The district court sustained the statute. On appeal the Court of Appeal struck it down.

The parties concede that the policy in the instant case is a single-premium, non-assessable fire and extended coverage insurance policy. Under such a contract the cost of the protection is fixed, and no liability for assessment exists. The holder is not subject to any contingent liability. As an incident of the insurance, the holder becomes a member of the company, entitled to receive dividends.

Under familiar principles of constitutional law, the validity of a statute is presumed, and it is the duty of the court to uphold it unless it clearly violates a particular constitutional provision. A court should not *559lightly brush aside a solemn expression of the legislative will.1

In State ex rel. Labauve v. Michel, 121 La. 374, 46 So. 430, 432, this Court stated:

“ * * * the Legislature exercises the entire legislative power of the state, except in so far as some limitation has been imposed by the state Constitution, and that, therefore, for successfully assailing the constitutionality of any statute, it is necessary to point out some particular provision of the Constitution which has taken away from the Legislature the power to pass it. We will observe, further, that every doubt must be resolved in favor of the statute. The Legislature is, of necessity, in the first instance to be the judge of its own constitutional powers. Their manifest duty is never to exercise a power of doubtful constitutionality. Doubt in their case, as in that of the court, should be conclusive against all affirmative action. If a court in such case were to annul the law while entertaining doubts upon the subject, it would present the absurdity of one department of the government overturning, in doubt, what another had established in settled conviction, and to make the dubious constructions of the judiciary outweigh the fixed conclusions of the General Assembly.”

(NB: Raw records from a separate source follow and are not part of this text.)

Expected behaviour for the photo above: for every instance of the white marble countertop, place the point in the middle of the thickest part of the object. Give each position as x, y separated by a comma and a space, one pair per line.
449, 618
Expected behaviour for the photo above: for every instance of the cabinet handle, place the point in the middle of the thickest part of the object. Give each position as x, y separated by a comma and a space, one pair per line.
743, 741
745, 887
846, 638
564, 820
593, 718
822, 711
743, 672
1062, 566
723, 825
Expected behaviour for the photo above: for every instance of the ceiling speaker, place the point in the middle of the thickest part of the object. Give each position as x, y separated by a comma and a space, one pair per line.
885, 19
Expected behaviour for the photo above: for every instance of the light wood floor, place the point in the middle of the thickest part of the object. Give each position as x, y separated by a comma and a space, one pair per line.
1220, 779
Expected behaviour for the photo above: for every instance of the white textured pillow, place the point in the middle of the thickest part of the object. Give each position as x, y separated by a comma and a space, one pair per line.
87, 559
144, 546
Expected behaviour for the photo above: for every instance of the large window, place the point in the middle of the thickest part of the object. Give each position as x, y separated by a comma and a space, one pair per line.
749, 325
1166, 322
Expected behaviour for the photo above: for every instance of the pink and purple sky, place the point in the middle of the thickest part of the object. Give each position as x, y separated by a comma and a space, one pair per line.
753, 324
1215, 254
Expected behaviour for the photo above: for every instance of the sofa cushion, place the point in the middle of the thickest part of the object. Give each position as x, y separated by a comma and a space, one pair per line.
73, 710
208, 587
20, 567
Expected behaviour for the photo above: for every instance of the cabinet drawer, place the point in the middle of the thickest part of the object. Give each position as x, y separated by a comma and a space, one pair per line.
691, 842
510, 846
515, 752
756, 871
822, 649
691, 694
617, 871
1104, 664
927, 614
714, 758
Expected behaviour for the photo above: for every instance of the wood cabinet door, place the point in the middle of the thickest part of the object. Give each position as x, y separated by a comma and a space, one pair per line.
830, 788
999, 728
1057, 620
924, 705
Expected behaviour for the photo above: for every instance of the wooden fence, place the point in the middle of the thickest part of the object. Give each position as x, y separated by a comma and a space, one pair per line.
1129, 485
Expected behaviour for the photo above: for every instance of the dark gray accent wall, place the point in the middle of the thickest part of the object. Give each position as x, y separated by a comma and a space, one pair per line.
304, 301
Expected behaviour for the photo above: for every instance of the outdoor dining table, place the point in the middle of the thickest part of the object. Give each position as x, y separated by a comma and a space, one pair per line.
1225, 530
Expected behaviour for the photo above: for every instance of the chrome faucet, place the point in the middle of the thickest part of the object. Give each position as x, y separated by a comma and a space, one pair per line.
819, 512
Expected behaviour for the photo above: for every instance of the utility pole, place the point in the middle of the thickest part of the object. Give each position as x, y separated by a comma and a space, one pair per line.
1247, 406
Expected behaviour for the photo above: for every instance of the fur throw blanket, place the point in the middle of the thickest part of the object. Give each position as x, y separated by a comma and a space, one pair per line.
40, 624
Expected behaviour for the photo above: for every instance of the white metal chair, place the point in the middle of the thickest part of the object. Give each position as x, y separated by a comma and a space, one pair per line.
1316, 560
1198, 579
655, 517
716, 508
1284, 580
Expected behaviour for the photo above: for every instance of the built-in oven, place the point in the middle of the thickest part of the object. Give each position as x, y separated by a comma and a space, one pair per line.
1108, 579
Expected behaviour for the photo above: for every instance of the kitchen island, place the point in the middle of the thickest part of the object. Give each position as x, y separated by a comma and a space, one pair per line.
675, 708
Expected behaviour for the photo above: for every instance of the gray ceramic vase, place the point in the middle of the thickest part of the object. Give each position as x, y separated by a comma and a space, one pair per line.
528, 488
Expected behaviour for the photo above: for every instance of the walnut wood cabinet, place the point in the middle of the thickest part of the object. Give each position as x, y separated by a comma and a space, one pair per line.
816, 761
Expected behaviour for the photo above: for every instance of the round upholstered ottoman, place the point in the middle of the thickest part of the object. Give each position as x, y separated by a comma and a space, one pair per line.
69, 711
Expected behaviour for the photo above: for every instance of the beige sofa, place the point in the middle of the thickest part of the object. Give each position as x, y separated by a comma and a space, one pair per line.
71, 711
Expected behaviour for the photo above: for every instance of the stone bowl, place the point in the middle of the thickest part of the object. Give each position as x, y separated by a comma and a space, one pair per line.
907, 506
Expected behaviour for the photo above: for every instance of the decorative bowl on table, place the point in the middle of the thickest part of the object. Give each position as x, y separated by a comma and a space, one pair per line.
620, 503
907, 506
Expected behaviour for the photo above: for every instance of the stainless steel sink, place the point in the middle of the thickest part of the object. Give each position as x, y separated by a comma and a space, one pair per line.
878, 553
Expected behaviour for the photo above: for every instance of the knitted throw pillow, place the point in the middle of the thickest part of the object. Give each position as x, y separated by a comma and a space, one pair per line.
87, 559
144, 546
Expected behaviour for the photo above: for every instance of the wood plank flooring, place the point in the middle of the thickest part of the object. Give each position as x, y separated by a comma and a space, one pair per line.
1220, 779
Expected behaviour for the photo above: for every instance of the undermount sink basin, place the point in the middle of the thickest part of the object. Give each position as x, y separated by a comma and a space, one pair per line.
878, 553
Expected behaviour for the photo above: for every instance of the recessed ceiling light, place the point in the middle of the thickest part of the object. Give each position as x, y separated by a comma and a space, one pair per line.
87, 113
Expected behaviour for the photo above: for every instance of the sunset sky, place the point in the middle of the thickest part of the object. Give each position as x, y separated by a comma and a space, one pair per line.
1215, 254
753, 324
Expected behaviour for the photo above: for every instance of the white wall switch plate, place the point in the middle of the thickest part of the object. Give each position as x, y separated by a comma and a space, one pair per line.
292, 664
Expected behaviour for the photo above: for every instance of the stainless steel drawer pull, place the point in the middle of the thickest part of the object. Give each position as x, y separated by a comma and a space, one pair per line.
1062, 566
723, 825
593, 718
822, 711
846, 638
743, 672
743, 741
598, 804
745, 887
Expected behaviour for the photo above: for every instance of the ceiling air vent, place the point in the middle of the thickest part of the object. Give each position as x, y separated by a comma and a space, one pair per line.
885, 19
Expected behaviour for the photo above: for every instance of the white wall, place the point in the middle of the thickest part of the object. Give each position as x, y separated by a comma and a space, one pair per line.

The majority opinion formulates the following basic statement of the constitutional law:

“ * * * it matters not that the fourth clause of Section 12 of Article 4 applies only to the State, for it neither adds nor detracts from the effectiveness of the manifest meaning and purpose of the first three clauses which, in sum, reprobate investment by any state agency in a private btisiness.” (Italics supplied)

Then, concluding that the purchase of an insurance policy in a mutual company is a subscription to its capital (or an investment), the decision is reached that the statute is unconstitutional.

I am unable to concur in this disposition of the case. The salient aspect of this approach is that no specific prohibition of the lengthy section of the Constitution is identified as the controlling premise. Rather, reliance is had upon the aggregate of three diverse clauses — in effect, an appeal to the “brooding spirit” of the Constitution. Moreover, the conclusion that the purchase of mutual insurance is an investment passes over the essential nature of the insurance transaction: a purchase of protection on *561public property against loss by fire and other hazards.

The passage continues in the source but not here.